A quarter-of-a-million pounds is being made available in ‘small grant funding’ to bring communities together, to mark the eighth annual Inter Faith Week.

The ‘Common Good’ programme was announced by the Department of Communities and Local Government (DCLG) this week, to offer funding for projects that bring together ‘diverse communities and different faiths.’

Grants of between £250-£5,000 will be made available to local projects, which are managed by the Church Urban Fund, such cookery classes and computer coding lessons.

Marking the start of InterFaith Week, Communities Minister, Lord Bourne said: “There is good evidence to show that our society is well-integrated and that people from different backgrounds get on well.”

Nick Bourne

Nick Bourne

“However we know there’s more we can do during Inter Faith Week to foster greater understanding and reduce incidents of intolerance across the country.”

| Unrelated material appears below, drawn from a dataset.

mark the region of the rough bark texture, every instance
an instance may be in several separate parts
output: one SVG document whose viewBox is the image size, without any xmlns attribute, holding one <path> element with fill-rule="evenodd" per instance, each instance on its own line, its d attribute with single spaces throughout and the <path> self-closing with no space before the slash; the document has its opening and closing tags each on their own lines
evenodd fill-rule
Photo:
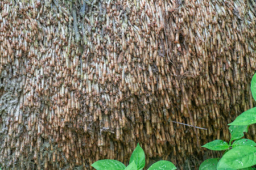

“That is why we’re bringing people together and celebrating what we have in common by funding these new projects, giving lasting benefits to neighbourhoods and making them even better places to live.”

Speaking on behalf of the Church Urban Fund, Executive Director Paul Hackwood said: ‘Hate and prejudice and the misunderstanding they create have become an increasingly worrying aspect of our lives in Britain.

This fund will create opportunities to work together for the common good of all and to show a way of tackling our differences and concerns constructively. It is timely and much needed.”

Near Neighbours, who have previously awarded seed capital worth over £3.5million to over 1,120 projects across the UK, will also be involved in the co-ordination of events during Inter Faith Week.

Inter Faith Week was set up in 2009, and runs from 13-20 November 2016.